Teaching better insulin injection technique to diabetes patients can improve blood glucose control, according to Italian researchers.
They said most consultation with insulin-injecting patients involved discussions about glucose control and dose adjustment, and claimed very little time was spent on improving injection technique.
Their study, therefore, focused on injection technique training and needle length shortening to see if these could have an impact on diabetes management.
“The implications of our study are striking”
In the study, 346 patients who had been injecting insulin for a minimum of four years answered a questionnaire about their injection technique.
A nurse then examined the patient’s injection sites for the presence of lipohypertrophy, followed by an individualised training session in which any sub-optimal injection technique practices highlighted in the questionnaire were addressed.
All patients were taught to rotate sites correctly to avoid lipohypertrophy and were begun on 4mm pen needles to avoid intramuscular injections. They were instructed not to reuse needles.
Patients were evaluated after the first three months in order to assess their injection technique, changes in clinical parameters and the state of their injection sites.
At the start of the study, the researchers found most patients used the four conventional injection sites – abdomen, thighs, upper arm and buttocks – although the buttock was used less frequently.
However, a number of patients were found to be injecting in other sites, including the elbow and the forearm. In addition, nurses found lipohypertrophy in 48.7% of patients.
The researchers found that injection technique education not only improved blood glucose control, but also provided greater satisfaction with therapy and lowered the daily consumption of insulin after three months.
By the end of the study, the researchers said the majority of patients showed an improved understanding of injecting devices, the care and maintenance of injection sites, the means of avoiding complications such as lipohypertrophy and the necessity of rotating injection sites.

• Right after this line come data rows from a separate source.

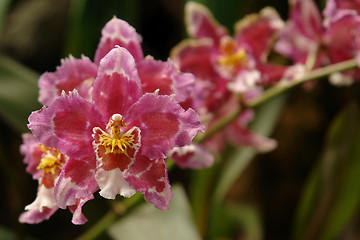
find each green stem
[77,211,117,240]
[76,158,175,240]
[195,59,358,143]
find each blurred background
[0,0,360,240]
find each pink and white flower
[19,134,93,224]
[275,0,360,83]
[171,2,278,162]
[28,47,203,209]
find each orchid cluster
[19,0,360,224]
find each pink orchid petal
[39,55,97,106]
[19,207,58,224]
[228,69,261,93]
[125,93,204,159]
[290,0,323,41]
[235,7,284,62]
[20,133,43,179]
[137,57,194,102]
[68,194,94,225]
[256,63,288,86]
[185,1,228,46]
[323,0,360,18]
[28,90,105,158]
[324,11,360,63]
[226,111,277,152]
[274,21,318,64]
[93,127,141,199]
[169,144,214,169]
[125,154,174,210]
[54,157,99,209]
[93,47,142,121]
[171,39,219,82]
[25,183,57,212]
[96,168,136,199]
[94,17,144,65]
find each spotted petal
[171,39,219,82]
[169,144,214,169]
[94,17,144,64]
[125,154,174,210]
[28,90,105,159]
[39,55,97,106]
[93,47,142,121]
[137,57,194,102]
[54,156,99,209]
[69,194,94,225]
[20,133,43,179]
[125,93,204,159]
[235,7,284,62]
[93,127,141,199]
[19,208,58,224]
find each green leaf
[108,185,201,240]
[294,104,360,240]
[209,94,286,238]
[0,0,11,36]
[0,56,40,133]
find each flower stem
[195,59,358,143]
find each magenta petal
[185,1,228,46]
[94,17,144,64]
[323,0,360,18]
[54,157,99,209]
[257,63,288,86]
[28,91,105,158]
[19,208,58,224]
[93,47,142,121]
[169,144,214,169]
[137,57,194,102]
[235,7,284,62]
[20,133,43,179]
[171,39,219,82]
[324,11,360,63]
[125,93,204,159]
[125,154,174,210]
[290,0,323,41]
[39,56,97,106]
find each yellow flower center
[218,37,247,71]
[99,114,134,155]
[37,144,62,174]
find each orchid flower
[94,17,194,102]
[39,55,97,106]
[28,47,204,209]
[19,134,93,224]
[172,2,286,92]
[171,2,278,159]
[275,0,360,84]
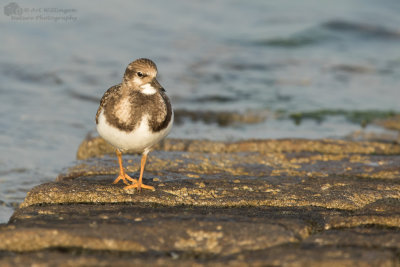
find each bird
[96,58,174,191]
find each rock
[0,138,400,266]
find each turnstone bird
[96,58,174,191]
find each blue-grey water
[0,0,400,222]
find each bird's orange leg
[113,149,137,185]
[124,153,155,191]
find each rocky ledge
[0,138,400,266]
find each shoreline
[0,138,400,266]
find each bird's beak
[151,78,165,92]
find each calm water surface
[0,0,400,222]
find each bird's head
[122,58,164,94]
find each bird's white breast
[97,110,174,153]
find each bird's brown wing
[96,84,121,124]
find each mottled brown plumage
[96,58,173,191]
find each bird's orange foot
[113,173,137,185]
[124,182,156,191]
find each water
[0,0,400,222]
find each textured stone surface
[0,138,400,266]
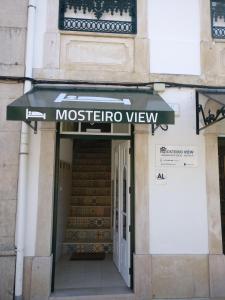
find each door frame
[51,122,135,293]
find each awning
[196,89,225,134]
[7,86,174,124]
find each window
[59,0,136,34]
[211,0,225,39]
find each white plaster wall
[25,130,41,256]
[150,89,208,254]
[33,0,48,68]
[148,0,201,75]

Specifically, most patients had abandoned the pinch-up technique. There was also a significant shift in favour of longer “in-dwell” times, with more patients leaving the needle under the skin for a full 10 seconds after depressing the plunger.
Overall, patients had mean reductions in HbA1c of 0.58% in fasting blood glucose of 3.5mmol/L and in total daily insulin dose of 2.0 IU.

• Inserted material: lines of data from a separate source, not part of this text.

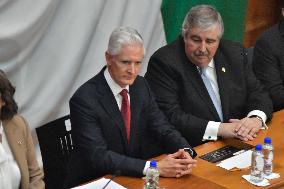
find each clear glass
[263,144,273,176]
[144,167,160,189]
[250,150,264,183]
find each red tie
[119,89,131,143]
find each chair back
[247,46,254,65]
[36,115,73,189]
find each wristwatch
[249,115,267,129]
[183,148,197,158]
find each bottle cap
[255,144,262,151]
[264,137,271,144]
[150,160,157,167]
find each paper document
[217,150,252,170]
[72,178,126,189]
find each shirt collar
[104,68,129,96]
[208,58,215,69]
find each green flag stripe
[161,0,247,43]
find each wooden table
[103,110,284,189]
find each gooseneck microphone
[102,170,121,189]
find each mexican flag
[161,0,247,43]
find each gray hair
[182,5,224,38]
[107,27,145,55]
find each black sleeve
[145,54,208,146]
[144,80,190,153]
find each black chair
[36,115,73,189]
[247,46,254,64]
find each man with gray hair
[145,5,272,146]
[65,27,196,188]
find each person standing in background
[253,0,284,111]
[0,70,45,189]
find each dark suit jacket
[63,68,189,187]
[253,19,284,111]
[145,37,272,146]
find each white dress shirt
[0,123,21,189]
[203,59,267,141]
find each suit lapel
[183,61,220,120]
[96,69,128,147]
[129,84,141,151]
[214,51,229,121]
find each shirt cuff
[247,110,268,129]
[202,121,221,141]
[143,161,150,175]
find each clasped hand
[158,149,197,178]
[218,117,262,141]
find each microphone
[183,147,197,159]
[102,170,121,189]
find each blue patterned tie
[199,67,223,121]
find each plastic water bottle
[144,160,160,189]
[263,137,273,176]
[250,144,264,183]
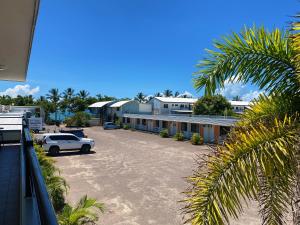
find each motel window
[181,123,187,131]
[155,120,159,127]
[163,121,168,128]
[220,126,230,136]
[142,119,146,126]
[191,123,199,133]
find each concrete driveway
[55,127,260,225]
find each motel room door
[203,125,214,143]
[170,122,176,135]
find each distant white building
[109,100,152,121]
[149,97,198,115]
[229,101,249,113]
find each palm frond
[185,117,298,225]
[194,27,299,94]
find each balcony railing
[20,128,58,225]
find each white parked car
[103,122,120,130]
[43,133,95,155]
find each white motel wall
[123,114,237,143]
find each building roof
[0,0,39,81]
[89,101,112,108]
[229,101,249,106]
[109,100,132,108]
[123,114,238,127]
[154,97,198,103]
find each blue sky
[0,0,299,97]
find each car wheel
[80,145,91,153]
[49,146,59,156]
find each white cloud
[0,84,40,97]
[218,80,263,101]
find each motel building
[149,97,198,115]
[123,114,237,143]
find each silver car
[103,122,120,130]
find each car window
[68,136,78,141]
[49,135,64,141]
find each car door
[51,135,68,150]
[68,135,81,149]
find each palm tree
[232,95,242,101]
[60,88,75,112]
[164,89,173,97]
[46,88,60,120]
[78,90,90,100]
[154,92,162,97]
[96,94,103,101]
[134,92,146,103]
[58,195,104,225]
[63,88,75,99]
[184,27,300,225]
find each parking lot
[55,127,259,225]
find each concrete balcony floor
[0,145,20,225]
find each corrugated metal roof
[89,101,112,108]
[229,101,249,106]
[123,114,238,127]
[110,100,132,108]
[155,97,198,104]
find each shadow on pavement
[47,151,96,157]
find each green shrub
[159,129,169,138]
[64,112,91,127]
[123,124,130,130]
[115,118,123,128]
[174,132,184,141]
[191,133,203,145]
[34,144,68,212]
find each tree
[232,95,242,101]
[164,89,173,97]
[134,92,146,103]
[47,88,60,120]
[34,96,54,121]
[185,27,300,225]
[60,88,75,112]
[154,92,162,97]
[193,95,233,116]
[58,195,104,225]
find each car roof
[44,133,75,136]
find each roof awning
[123,114,239,127]
[0,0,39,81]
[110,100,132,108]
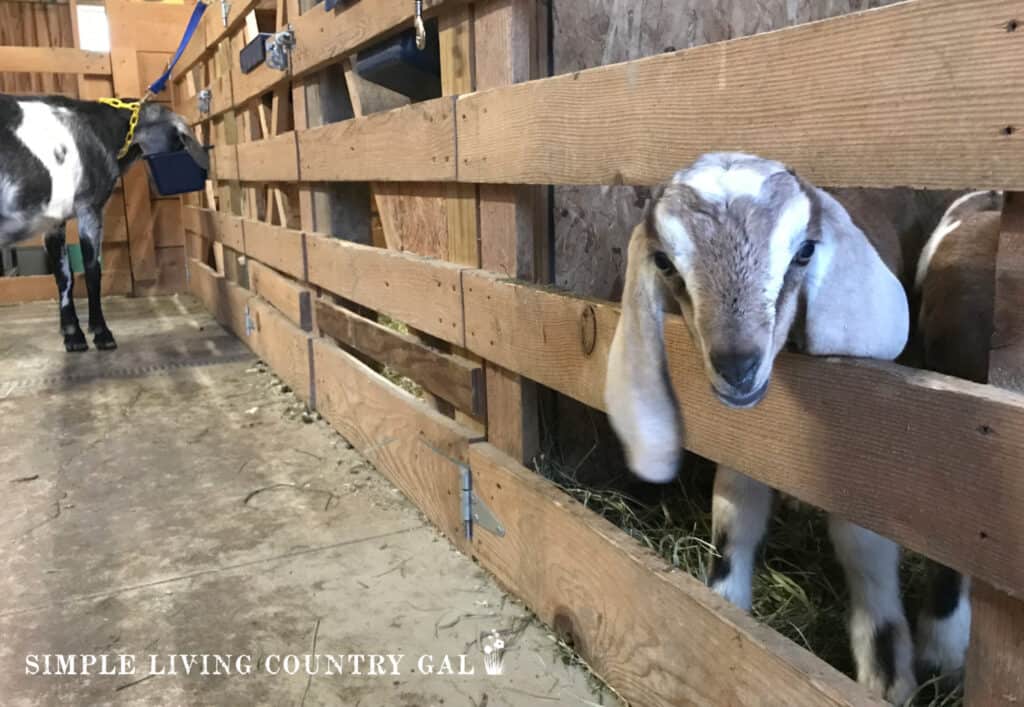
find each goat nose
[711,351,761,392]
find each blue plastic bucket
[145,150,206,197]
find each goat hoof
[92,328,118,351]
[65,330,89,352]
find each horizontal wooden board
[290,0,467,77]
[248,258,312,331]
[248,297,315,406]
[313,339,472,548]
[0,269,131,304]
[188,259,252,341]
[181,206,246,253]
[298,97,456,181]
[238,132,299,181]
[315,295,486,417]
[463,272,1024,596]
[458,0,1024,190]
[306,234,463,345]
[242,218,306,280]
[0,46,112,76]
[469,444,886,707]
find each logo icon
[480,629,505,675]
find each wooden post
[474,0,547,465]
[965,192,1024,707]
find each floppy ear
[604,215,683,484]
[805,190,910,361]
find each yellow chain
[99,98,142,160]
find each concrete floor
[0,297,616,707]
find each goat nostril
[711,351,761,390]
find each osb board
[552,0,896,300]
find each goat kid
[605,149,998,702]
[0,94,209,351]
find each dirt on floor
[0,297,618,707]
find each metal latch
[264,25,295,71]
[196,88,213,115]
[459,464,505,540]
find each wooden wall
[0,2,78,96]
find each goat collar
[98,98,142,160]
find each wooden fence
[174,0,1024,707]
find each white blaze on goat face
[14,100,82,225]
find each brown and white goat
[605,149,997,702]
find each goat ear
[604,217,683,484]
[805,190,910,361]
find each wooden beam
[298,98,456,181]
[463,272,1024,596]
[0,46,111,76]
[306,229,463,345]
[458,0,1024,189]
[469,444,884,707]
[315,299,485,417]
[248,258,312,331]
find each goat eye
[654,251,676,275]
[793,241,815,265]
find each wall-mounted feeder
[145,145,213,197]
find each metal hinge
[264,25,295,71]
[196,88,213,115]
[459,464,505,540]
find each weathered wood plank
[463,272,1024,596]
[306,229,463,345]
[242,218,306,280]
[249,258,312,331]
[0,46,113,76]
[469,444,883,707]
[315,299,485,417]
[238,132,299,181]
[298,98,456,181]
[181,206,246,253]
[458,0,1024,189]
[313,339,472,536]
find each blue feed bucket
[145,150,206,197]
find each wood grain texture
[248,258,312,331]
[0,46,111,76]
[181,206,246,253]
[0,269,131,304]
[315,299,485,417]
[290,0,467,77]
[188,259,252,338]
[242,219,306,280]
[469,444,884,707]
[964,582,1024,707]
[313,339,472,547]
[463,272,1024,596]
[248,297,314,399]
[306,229,463,345]
[298,98,456,181]
[458,0,1024,189]
[238,132,299,181]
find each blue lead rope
[150,0,206,95]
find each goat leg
[45,223,89,351]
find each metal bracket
[459,464,505,540]
[196,88,213,115]
[264,25,295,71]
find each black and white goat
[605,149,997,702]
[0,94,208,351]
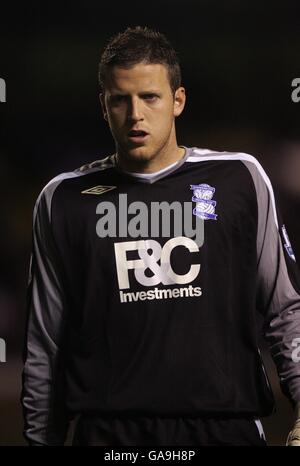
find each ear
[174,87,186,117]
[99,94,108,121]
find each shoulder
[34,155,115,217]
[186,147,270,187]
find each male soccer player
[22,27,300,446]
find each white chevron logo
[81,184,117,194]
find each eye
[110,94,126,105]
[143,94,158,102]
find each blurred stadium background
[0,0,300,445]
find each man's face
[101,63,185,164]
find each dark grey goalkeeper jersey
[22,148,300,445]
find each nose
[128,97,144,121]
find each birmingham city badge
[190,183,217,220]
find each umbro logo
[81,185,117,194]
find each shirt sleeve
[21,189,68,445]
[245,159,300,404]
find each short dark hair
[99,26,181,94]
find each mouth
[128,129,149,143]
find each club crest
[190,183,218,220]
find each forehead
[105,63,170,92]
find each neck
[116,132,185,173]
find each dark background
[0,0,300,445]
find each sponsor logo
[114,236,202,302]
[81,185,117,195]
[190,184,217,220]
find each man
[22,27,300,445]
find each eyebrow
[110,89,162,97]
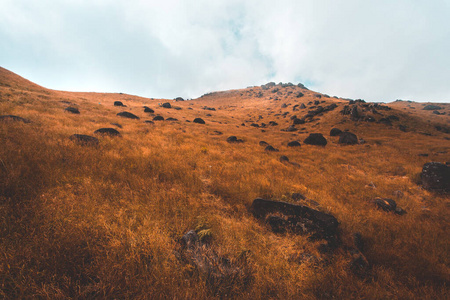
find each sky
[0,0,450,102]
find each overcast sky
[0,0,450,102]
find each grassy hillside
[0,69,450,299]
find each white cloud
[0,0,450,102]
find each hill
[0,69,450,299]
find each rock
[117,111,139,120]
[64,106,80,115]
[423,104,442,110]
[420,162,450,193]
[69,134,99,146]
[193,118,205,124]
[294,118,305,125]
[291,193,306,201]
[94,128,120,136]
[264,145,280,152]
[280,155,289,163]
[144,106,155,113]
[0,115,31,123]
[330,128,342,136]
[227,135,244,143]
[303,133,327,146]
[250,198,339,246]
[288,141,301,147]
[338,132,358,145]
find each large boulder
[303,133,327,146]
[421,162,450,193]
[117,111,139,120]
[250,198,339,246]
[338,132,358,145]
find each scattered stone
[227,135,244,143]
[288,141,301,147]
[94,128,120,136]
[69,134,99,146]
[144,106,155,114]
[280,155,289,163]
[117,111,140,120]
[264,145,280,152]
[0,115,31,123]
[330,128,342,136]
[250,198,339,248]
[338,132,358,145]
[420,162,450,193]
[193,118,205,124]
[64,106,80,115]
[303,133,327,146]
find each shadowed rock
[420,162,450,193]
[193,118,205,124]
[250,198,339,246]
[94,128,120,136]
[288,141,301,147]
[0,115,31,123]
[227,135,244,143]
[303,133,327,146]
[117,111,139,120]
[64,106,80,115]
[330,128,342,136]
[338,132,358,145]
[69,134,98,146]
[264,145,279,152]
[144,106,155,114]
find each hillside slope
[0,69,450,299]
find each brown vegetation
[0,68,450,299]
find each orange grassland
[0,68,450,299]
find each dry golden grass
[0,69,450,299]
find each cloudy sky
[0,0,450,102]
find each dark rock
[294,118,305,125]
[420,162,450,193]
[423,104,442,110]
[64,106,80,115]
[280,155,289,163]
[338,132,358,145]
[372,198,397,212]
[288,141,300,147]
[303,133,327,146]
[193,118,205,124]
[117,111,140,120]
[330,128,342,136]
[69,134,99,146]
[250,198,339,246]
[0,115,31,123]
[291,193,306,201]
[94,128,120,136]
[227,135,244,143]
[144,106,155,113]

However, lipohypertrophy rates were unchanged at three months, said the study authors.
Nevertheless, they described the implications of their research as “striking”.
“Patients and professionals do not have to wait for months and years to see improvement in the most important clinical parameters – blood glucose control and insulin reduction – when appropriate injection training and devices are provided,” they said in the Journal of Clinical and Translational Endocrinology.
“These improvements can be expected early enough in the course of insulin therapy to enhance patient motivation towards continuous improvement,” they added.